Selma City School Board addresses teacher shortage

Published 9:41 pm Friday, April 8, 2016

Members of the Selma City School Board have been putting their heads together to see what can be done to fix a teacher shortage in the system.

The issue is one that board member Brenda Randolph-Obomanu is concerned about. She expressed her thoughts at a meeting Thursday.

“One thing that we are going to have to do is stop being so dependent on substitutes. We’ve had so many students at Selma High and R.B. Hudson and I’m embarrassed as a board member that we let our children be taught by substitutes for almost a whole year,” Randolph-Obomanu said. “We have to do some things to motivate our teachers to stay.

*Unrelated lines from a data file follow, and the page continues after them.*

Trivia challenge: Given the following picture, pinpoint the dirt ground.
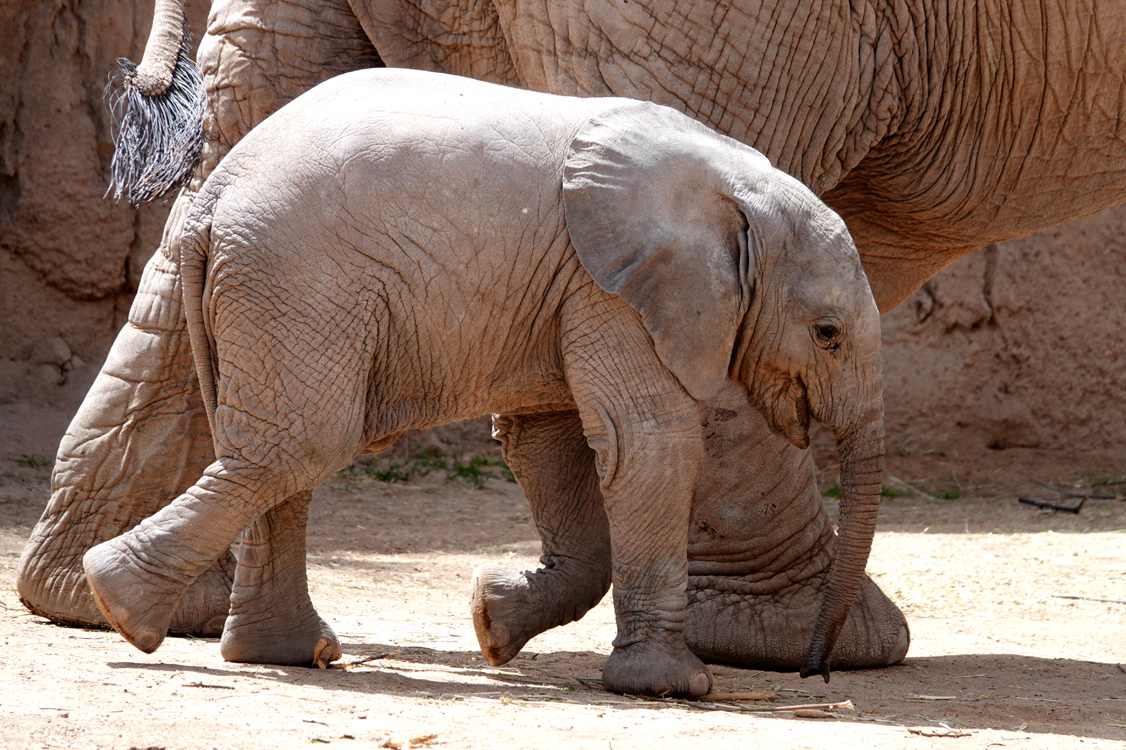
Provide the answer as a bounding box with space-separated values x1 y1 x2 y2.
0 384 1126 750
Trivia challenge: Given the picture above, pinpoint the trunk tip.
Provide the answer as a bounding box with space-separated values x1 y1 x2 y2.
798 653 829 684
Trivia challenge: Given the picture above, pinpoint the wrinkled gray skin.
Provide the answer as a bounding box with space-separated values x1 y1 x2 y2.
18 0 1126 669
83 70 883 696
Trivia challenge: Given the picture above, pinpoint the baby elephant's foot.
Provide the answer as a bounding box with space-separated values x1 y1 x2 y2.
602 639 712 698
470 565 542 667
168 555 234 639
82 539 187 653
220 609 343 669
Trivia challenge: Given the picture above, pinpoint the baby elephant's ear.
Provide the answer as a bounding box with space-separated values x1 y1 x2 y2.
563 102 765 400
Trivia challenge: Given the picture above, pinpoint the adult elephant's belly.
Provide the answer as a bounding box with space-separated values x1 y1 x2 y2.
686 386 910 670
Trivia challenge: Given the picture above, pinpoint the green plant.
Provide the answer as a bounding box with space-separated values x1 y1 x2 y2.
340 446 516 490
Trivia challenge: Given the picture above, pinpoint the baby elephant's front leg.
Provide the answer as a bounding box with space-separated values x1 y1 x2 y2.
564 298 712 696
472 411 610 666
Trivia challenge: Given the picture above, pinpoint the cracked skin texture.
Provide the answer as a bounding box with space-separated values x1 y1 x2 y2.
19 0 1126 668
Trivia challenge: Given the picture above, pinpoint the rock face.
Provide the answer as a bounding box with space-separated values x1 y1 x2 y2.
0 0 208 367
0 0 1126 455
883 206 1126 455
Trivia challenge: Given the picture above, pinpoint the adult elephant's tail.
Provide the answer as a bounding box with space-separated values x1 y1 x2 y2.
180 195 218 435
106 0 207 206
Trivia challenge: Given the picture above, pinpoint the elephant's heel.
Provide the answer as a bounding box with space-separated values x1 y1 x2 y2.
470 565 535 667
220 611 343 669
220 492 343 667
82 537 187 653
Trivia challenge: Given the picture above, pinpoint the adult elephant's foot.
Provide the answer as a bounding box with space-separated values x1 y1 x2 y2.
82 537 188 653
602 634 712 698
220 492 343 667
685 574 911 671
220 605 343 669
470 565 546 667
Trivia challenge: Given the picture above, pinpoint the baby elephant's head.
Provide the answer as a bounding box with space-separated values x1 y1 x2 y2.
563 102 883 680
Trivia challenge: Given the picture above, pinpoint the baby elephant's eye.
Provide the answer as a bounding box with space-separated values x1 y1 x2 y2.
813 321 841 351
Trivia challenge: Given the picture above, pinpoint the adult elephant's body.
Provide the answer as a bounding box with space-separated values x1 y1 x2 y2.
19 0 1126 668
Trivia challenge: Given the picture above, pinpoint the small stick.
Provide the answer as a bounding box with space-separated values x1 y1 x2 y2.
698 690 778 700
887 476 938 500
741 700 856 714
1017 498 1087 515
340 651 402 667
1025 474 1121 500
1052 595 1126 604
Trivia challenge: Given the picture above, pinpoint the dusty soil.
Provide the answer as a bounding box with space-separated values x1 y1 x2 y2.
0 394 1126 750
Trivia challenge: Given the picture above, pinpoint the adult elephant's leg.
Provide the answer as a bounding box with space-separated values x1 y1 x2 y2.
472 411 610 666
17 191 234 635
17 0 379 635
221 492 342 667
685 385 910 670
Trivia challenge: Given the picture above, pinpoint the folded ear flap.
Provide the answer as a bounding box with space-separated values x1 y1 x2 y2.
563 102 769 400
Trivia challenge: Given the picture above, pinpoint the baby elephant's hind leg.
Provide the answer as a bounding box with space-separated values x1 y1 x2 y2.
82 459 300 653
472 411 610 666
220 492 341 667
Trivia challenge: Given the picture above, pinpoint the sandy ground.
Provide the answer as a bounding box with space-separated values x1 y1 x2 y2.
0 430 1126 750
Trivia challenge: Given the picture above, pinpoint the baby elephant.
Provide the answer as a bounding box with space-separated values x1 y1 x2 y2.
84 70 883 696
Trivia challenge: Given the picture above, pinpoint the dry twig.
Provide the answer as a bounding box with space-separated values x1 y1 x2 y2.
908 724 973 736
725 700 856 714
698 690 778 700
333 651 402 669
1052 595 1126 604
1025 474 1123 500
1017 497 1087 515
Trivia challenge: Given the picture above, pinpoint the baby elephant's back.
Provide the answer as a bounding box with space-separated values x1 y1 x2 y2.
198 70 615 274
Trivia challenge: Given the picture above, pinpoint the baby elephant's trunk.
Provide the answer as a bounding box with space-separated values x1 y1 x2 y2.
801 396 884 682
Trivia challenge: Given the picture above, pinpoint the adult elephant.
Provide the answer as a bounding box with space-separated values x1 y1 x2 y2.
19 0 1126 669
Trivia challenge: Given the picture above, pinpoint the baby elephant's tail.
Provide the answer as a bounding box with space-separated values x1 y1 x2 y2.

She said she believes lack of teachers and too many substitutes affect students’ ability to learn.

Selma City Schools System Superintendent Angela Mangum thinks the issue stems from a lack of college graduates earning degrees in these subjects.

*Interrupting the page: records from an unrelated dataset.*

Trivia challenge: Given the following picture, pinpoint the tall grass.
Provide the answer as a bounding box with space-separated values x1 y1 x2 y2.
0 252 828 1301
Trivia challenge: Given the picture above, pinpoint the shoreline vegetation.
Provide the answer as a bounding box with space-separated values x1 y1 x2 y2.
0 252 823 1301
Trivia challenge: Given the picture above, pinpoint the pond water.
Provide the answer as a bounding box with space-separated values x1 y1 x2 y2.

“Universities are not graduating math, science and special education teachers at the rate at which they are needed. It’s not only an issue in Selma city schools,” Mangum said.

She said the solution can be solved through recruitment and includes incentives.

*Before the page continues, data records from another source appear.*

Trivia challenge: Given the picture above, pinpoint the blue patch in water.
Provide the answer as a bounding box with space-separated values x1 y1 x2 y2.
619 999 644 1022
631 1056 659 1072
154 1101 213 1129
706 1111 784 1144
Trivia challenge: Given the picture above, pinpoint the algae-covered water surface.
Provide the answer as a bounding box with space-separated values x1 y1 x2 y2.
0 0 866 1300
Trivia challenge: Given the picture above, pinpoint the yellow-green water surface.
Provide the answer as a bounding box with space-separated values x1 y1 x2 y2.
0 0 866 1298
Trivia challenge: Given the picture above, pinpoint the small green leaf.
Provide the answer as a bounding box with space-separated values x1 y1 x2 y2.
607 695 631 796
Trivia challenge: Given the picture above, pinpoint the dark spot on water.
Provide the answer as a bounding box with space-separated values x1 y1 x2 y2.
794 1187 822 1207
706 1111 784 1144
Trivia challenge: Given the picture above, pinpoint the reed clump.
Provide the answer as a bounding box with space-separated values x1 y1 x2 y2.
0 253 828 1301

School board president Henry Hicks agrees with Mangum and said the reality is that Selma City Schools is not the only system struggling to keep teacher.

“I’ve talked to people across the state and teachers are leaving. The teachers in this system can come and give a five day notice and leave. When people get offered better jobs or money, they are going to leave,” Hicks said.

The system has also put a mentoring program in place to help new teachers. It helps teachers make adjustments and work out difficulties in their first years. The program also offers development training and allows new teachers to shadow seasoned ones.